THE ROVING EYE Iran jails its conscience By Pepe Escobar
A man is being kept in solitary confinement in cell number 209 of sinister Evin
prison in Tehran. His crime: he's Iran's top human rights activist.
On the same day Russian President Vladimir Putin met Iranian President Mahmud
Ahmadinejad to discuss Caspian Sea energy wealth and Iran's civilian nuclear
program, Emadeddin Baghi
finally received a visit by his lawyer, Saleh Nikbakht.
All Baghi's books have been confiscated. In his bare cell, there is only a copy
of the Koran. According to his lawyer, Baghi is in good condition: "When I saw
him, he was reading the Koran." Baghi's house, family and home telephone are
under close surveillance.
Baghi was sent to prison last Sunday by Branch 14 of Iran's Revolutionary
Court. The judge accused him of disclosing "secret" information through his
highly respected NGO, the Association for the Defense of Prisoners Rights. He
was about to be released on bail equivalent to US$53,000 when the judge told
him that even if his family collected the funds he would be sent to jail.
According to his lawyer, this was because of a previous 2003 one-year suspended
sentence, which was changed into imprisonment.
Baghi also has to face a July 2007, three-year sentence on charges of acting
against the national security of the Islamic Republic. To these were added
charges of publishing "secret government documents of information gathered from
prisoners of security prisons".
This Tuesday, Amnesty International has publicly condemned the "continued
repression of human rights defenders" in Iran. On the three-year sentence,
Amnesty International refers to Baghi's lawyer, who said that "the evidence
against him included media interviews and letters to the authorities regarding
Ahwazi Arabs sentenced to death in connection with lethal bomb explosions in
Khuzestan province". Amnesty International considers the charges against Baghi
to be "politically motivated" and terms him "a prisoner of conscience".
It's no wonder that under the ultra-sensitive, current political juncture in
Iran Baghi is considered such a dangerous enemy of the state. For a few months
now a violent new wave of internal repression in the country has victimized
human rights campaigners, students, trade union leaders and reformists in
general. Arbitrary arrests target university students who publish campus
journals "insulting the sacred character of Islam", and girls accused of being
"walking billboards for Western sexual deviation".

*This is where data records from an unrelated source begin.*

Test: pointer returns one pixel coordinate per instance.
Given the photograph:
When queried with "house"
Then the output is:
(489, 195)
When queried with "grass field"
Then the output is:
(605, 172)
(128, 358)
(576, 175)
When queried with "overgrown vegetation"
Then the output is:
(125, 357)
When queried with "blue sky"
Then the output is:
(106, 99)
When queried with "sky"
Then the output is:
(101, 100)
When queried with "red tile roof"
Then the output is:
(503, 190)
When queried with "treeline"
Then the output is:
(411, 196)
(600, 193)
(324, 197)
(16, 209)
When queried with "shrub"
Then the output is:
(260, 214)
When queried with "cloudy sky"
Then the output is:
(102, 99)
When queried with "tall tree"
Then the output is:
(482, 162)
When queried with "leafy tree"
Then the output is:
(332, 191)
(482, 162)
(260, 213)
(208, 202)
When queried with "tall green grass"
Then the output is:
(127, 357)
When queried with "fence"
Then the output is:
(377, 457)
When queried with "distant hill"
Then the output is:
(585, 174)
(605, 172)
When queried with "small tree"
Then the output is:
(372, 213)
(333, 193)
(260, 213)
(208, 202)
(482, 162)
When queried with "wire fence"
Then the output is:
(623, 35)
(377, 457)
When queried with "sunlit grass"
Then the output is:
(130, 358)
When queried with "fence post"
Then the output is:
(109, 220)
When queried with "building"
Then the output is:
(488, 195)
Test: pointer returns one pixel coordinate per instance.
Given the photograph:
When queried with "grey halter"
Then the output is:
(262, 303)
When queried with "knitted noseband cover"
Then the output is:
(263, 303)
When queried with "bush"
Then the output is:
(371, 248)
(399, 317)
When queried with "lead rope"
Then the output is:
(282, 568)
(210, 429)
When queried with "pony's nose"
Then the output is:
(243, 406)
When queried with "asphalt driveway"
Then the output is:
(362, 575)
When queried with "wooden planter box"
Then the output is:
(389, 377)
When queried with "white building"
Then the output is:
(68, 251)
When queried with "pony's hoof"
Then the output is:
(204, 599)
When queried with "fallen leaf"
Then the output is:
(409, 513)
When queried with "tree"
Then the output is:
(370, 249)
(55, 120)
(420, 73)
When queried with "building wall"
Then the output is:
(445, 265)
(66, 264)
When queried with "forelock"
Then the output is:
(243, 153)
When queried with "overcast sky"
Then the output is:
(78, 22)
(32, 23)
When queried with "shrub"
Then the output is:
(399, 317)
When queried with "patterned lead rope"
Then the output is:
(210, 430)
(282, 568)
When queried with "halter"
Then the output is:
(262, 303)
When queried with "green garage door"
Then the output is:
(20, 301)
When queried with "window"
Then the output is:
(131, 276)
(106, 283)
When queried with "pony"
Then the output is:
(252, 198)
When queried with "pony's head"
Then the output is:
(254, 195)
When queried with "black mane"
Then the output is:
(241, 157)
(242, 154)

Be they conducted by the Ministry of Intelligence or by the sometimes Orwellian
Ministry of the Interior, not to mention the rigid Ministry of Culture and
Islamic Guidance, it all relates to the Ahmadinejad presidency's tightening of
the screws, a repressive policy which ultimately has to be condoned by the
Supreme Leader, Ayatollah Khamenei.
Before he was sent to prison Baghi wrote a letter to the head of the Iranian
judiciary, Ayatollah Mahmoud Shahroudi, detailing at length how he has been
harassed by the system even before the rise of Iran's reformists, starting in
the mid-1990s.
He was interrogated endlessly; prohibited from teaching; forced to resign from
a research institute; sentenced to seven and a half years in prison (commuted
to three years, with none of the accusations proved); prohibited from giving
interviews to foreign Persian-language radio stations; prohibited from
publishing the Jomhouriyat Daily newspaper. Tehran's public prosecutor, Saeed
Mortazavi, threatened to ban the highly respected Sharqh daily paper, of which
Baghi's son-in-law is editor in chief; the paper was told not to carry a single
editorial by Baghi, otherwise it would be shut down.
His house is under surveillance. Four and a half years after being released
from prison he's had to go to court no less than 23 times. He's prohibited from
traveling abroad - for instance to receive France's National Commission Human
Rights Award, or to speak at the Global Congress against the Death Penalty in
Paris.
At the end of his letter he asks the head of the judiciary what kind of rights
protection the Islamic Republic is offering its citizens. That's the key point
of his political position: if human rights violations are essentially
government violations, only the government system can prevent them.
Baghi's immensely politeness masks an iron will. Asia Times Online interviewed
him in Tehran in the summer of 2005 (see
The humanist reformer). He has published
21 books, collections of articles and translations (seven either banned before
publication or confiscated later). His NGO - which relies on the volunteer work
of the best Iranian human rights lawyers - is not only concerned with improving
dismal prison conditions in Iran but protecting the rights of all prisoners,
not only political prisoners.
That Baghi's work can so irk the upper echelons of the Islamic Republic speaks
volumes about a system that thrives on internal fear. It also spells out how
much the Iran is in dire need of a new public relations strategy. Just when it
may soon be on the receiving end of a devastating, preemptive war, and badly in
need of international support, sending your best-known human rights activist to
jail is not exactly a brilliant move.